I primi abitanti di Cogne provenivano dalla Val Soana e al Crèt costruirono una chiesa. Dopo tempo decisero di scendere a valle, ove oggi sorge l’attuale Cogne, stanziandosi definitivamente.
I motivi di questo spostamento sono probabilmente da ricercarsi nell’attività estrattiva di Cogne, già presenti in epoca romana ma con certezza attiva nel medioevo.

L’attività di estrazione interessò non unicamente Cogne ma anche tutta la Valle d’Aosta, con uno sviluppo particolarmente importante durante il Seicento e il Settecento. Erano i secoli delle guerre tra gli stati sabaudi e il metallo era fondamentale per le munizioni dei soldati.
In periodo più recente fu proprio l’attività estrattiva a creare un conflitto tra il vescovo d’Aosta, da antico feudo vescovile, e la comunità locale.
Importante nella storia mineraria di Cogne il medico Grappein che, nell’Ottocento, fece costruire una strada per il trasporto di materiale.

Nel secolo successivo nasce la Società anonima Miniere di Cogne che invece sceglie di trasportare il materiale a valle utilizzando le teleferiche. La società venne poi acquisita, nel 1917, dalla Ansaldo.
E’ il 1927 quando nasce la Società Anonima Nazionale Cogne, a partecipazione statale, diventando una azienda dello stato fascista, garantendosi importanti forniture belliche.
Negli anni Cinquanta dello scorso secolo inizia invece il declino, che porterà prima all’abbandono delle gallerie superiori fino ad arrivare alla chiusura, nel 1966, della miniera di La Thuile e poi, nel 1979, anche quella di Cogne.

Oggi è il turismo è la principale attività commerciale, grazie anche alle tante seconde case e alberghi presenti nel territorio.

Visita alla miniera di Cogne

Cosa vedere a CogneOggi che la magnetite non è più l’attività principale di Cogne, è tuttavia possibile fare una escursione di mezza giornata, accompagnati da una guida, all’interno della miniera di Cogne. L’ingresso avviene da Costa del Pino, a 2030 metri di altitudine, che rendono la miniera di magnetite di Cogne tra le più alte di tutta Europa.

Al suo interno i visitatori potranno percorrere parte di 100 km di gallerie con i relativi impianti.
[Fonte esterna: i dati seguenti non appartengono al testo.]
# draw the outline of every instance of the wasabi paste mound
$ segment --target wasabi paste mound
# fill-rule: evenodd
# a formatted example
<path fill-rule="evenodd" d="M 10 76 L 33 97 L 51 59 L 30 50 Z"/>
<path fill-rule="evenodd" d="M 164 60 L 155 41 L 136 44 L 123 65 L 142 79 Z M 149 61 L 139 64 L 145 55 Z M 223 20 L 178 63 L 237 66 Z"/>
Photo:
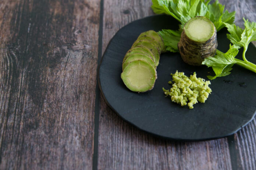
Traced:
<path fill-rule="evenodd" d="M 190 109 L 192 109 L 193 105 L 198 101 L 204 103 L 211 92 L 208 86 L 211 84 L 210 81 L 196 77 L 196 72 L 190 77 L 178 71 L 171 75 L 173 76 L 173 81 L 168 83 L 172 84 L 173 87 L 170 90 L 163 88 L 163 90 L 167 96 L 171 96 L 172 101 L 182 106 L 187 104 Z"/>

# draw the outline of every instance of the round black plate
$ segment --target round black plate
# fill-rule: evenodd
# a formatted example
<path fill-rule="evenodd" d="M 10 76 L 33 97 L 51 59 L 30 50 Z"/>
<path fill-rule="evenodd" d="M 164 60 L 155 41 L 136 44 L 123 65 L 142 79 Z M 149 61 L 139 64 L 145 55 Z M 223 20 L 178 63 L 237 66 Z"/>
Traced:
<path fill-rule="evenodd" d="M 165 15 L 154 15 L 136 20 L 120 29 L 110 41 L 98 68 L 100 90 L 107 104 L 120 117 L 138 128 L 167 138 L 200 140 L 233 134 L 252 120 L 256 110 L 256 74 L 238 66 L 231 73 L 211 81 L 212 90 L 205 103 L 194 105 L 193 109 L 182 107 L 166 97 L 162 88 L 171 73 L 177 70 L 189 76 L 207 79 L 214 75 L 211 68 L 185 63 L 178 53 L 161 55 L 157 68 L 158 78 L 154 88 L 144 93 L 129 90 L 121 78 L 122 62 L 139 35 L 149 30 L 177 29 L 178 22 Z M 227 32 L 217 33 L 218 49 L 228 49 Z M 252 44 L 246 52 L 248 59 L 256 63 L 256 48 Z M 241 53 L 237 57 L 241 58 Z"/>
La visita avviene su un trenino d’epoca con i tipici carrelli a rimorchio che faranno entrare ancora di più nella tipica atmosfera dei minatori.
La visita è organizzata ogni giorno, lunedì escluso, tra maggio e ottobre.

Informazioni al ⇒ seguente link

Cosa vedere a Cogne

Cosa vedere a Cogne

Tra le cose da vedere a Cogne iniziamo dal centro cittadino dove trova sede la Chiesa Parrocchiale e che ha sostituito, o meglio condiviso, la vecchia cappella originaria dei primi coloni di Cogne.
La sua costruzione è infatti avvenuta molto dopo, per evitare agli abitanti di percorrere un cammino che, soprattutto in inverno, era piuttosto disagevole.

La chiesa parrocchiale è oggi il fulcro del borgo e al suo fianco troviamo il Castello Reale, la prima dimora del vescovo di Aosta le cui tracce risalgono a fine del 1100. Cogne era infatti governato dai vescovi d’Aosta che nel 1191 ottennero il permesso dal Conte di Savoia per costruire un casello.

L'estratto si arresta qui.